Problem 1. Explain what each of the following R functions do? You can run them in R and check the
results.
(a) c(1, 17, −6, 3)
(b) seq(1, 5, by=0.5)
(c) seq(0, 10, length=5)
(d) rep(0, 5)
(e) rep(1:3, 4)
(f) rep(4:6, 1:3)
(g) sample(1:3)
(h) sample(1:5, size=3, replace=FALSE)
(i) sample(c(2,5,3), size=4, replace=TRUE)
(j) sample(1:2, size=10, prob=c(1,3), replace=TRUE)
(k) c(1, 2, 3) + c(4, 5, 6)
(l) max(1:10)
(m) min(1:10)
(n) range(1:10)
(o) matrix(1:12, nr=3, nc=4)
(q) Let a ← c(1,2,3), b ← c(10, 20, 30), c ←c(100, 200, 300), d ← c(1000, 2000, 3000). What does
the function rbind(a, b, c, d) do? What does cbind(a, b, c, d) do?
1
2 HOMEWORK 2 DUE DATE: FRIDAY, SEPTEMBER 25 AT 11:59 PM
(r) Let C be the following matrix
a b c d
1 10 100 1000
2 20 200 2000
3 30 300 3000
What is sum(C)? What is apply(C, 1, sum)? What is apply(C, 2, sum)?
(s) Let movies ← c(“SPYDERMAN”,“BATMAN”,“VERTIGO”,“CHINATOWN”). What does
lapply(movies, tolower) do? Notice that “tolower” changes the string value of a matrix to
lower case.
(t) Let x ← factor(c(“alpha”, “beta”, “gamma”, “alpha”, “beta”)). What does the function levels(x) return?
(u) c ← 35:50
(v) c(1, 2, 3) + c(4, 5, 6)
(w) c(1, 2, 3, 4) + c(10, 20)
(x) sqrt(c(100, 225, 400))
Problem 2. Create the following vectors in R.
a = (5, 10, 15, 20, …, 160)
b = (87, 86, 85, …, 56)
Use vector arithmetic to multiply these vectors and call the result d. Select subsets of d to identify the
following.
(a) What are the 19th, 20th, and 21st elements of d?
(b) What are all of the elements of d which are less than 2000?
(c) How many elements of d are greater than 6000?

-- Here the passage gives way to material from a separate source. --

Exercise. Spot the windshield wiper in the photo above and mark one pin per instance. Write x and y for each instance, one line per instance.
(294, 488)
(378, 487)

Problem 3. This exercise relates to the College data set, which can be found in the file College.csv. It
contains a number of variables for 777 different universities and colleges in the US. The variables are
• Private : Public/private indicator
• Apps : Number of applications received
• Accept : Number of applicants accepted
• Enroll : Number of new students enrolled
• Top10perc : New students from top 10% of high school class
• Top25perc : New students from top 25% of high school class
• F.Undergrad : Number of full-time undergraduates
BUSINESS DATA MINING (IDS 472) 3
• P.Undergrad : Number of part-time undergraduates
• Outstate : Out-of-state tuition
• Room.Board : Room and board costs
• Books : Estimated book costs
• Personal : Estimated personal spending
• PhD : Percent of faculty with Ph.D.’s
• Terminal : Percent of faculty with terminal degree
• S.F.Ratio : Student/faculty ratio
• perc.alumni : Percent of alumni who donate
• Expend : Instructional expenditure per student
• Grad.Rate : Graduation rate
(a) Read the data into R. Call the loaded data “college”. Explain how you do this.
(b) How many variables are in this data set. What are their measurements? How do you get these
information?
(c) Use the function colnames() to change the “Top10perc” and “Top 25per” variables names to
“Top10” and “Top25”.
(d) Look at the data. You should notice that the first column is just the name of each university.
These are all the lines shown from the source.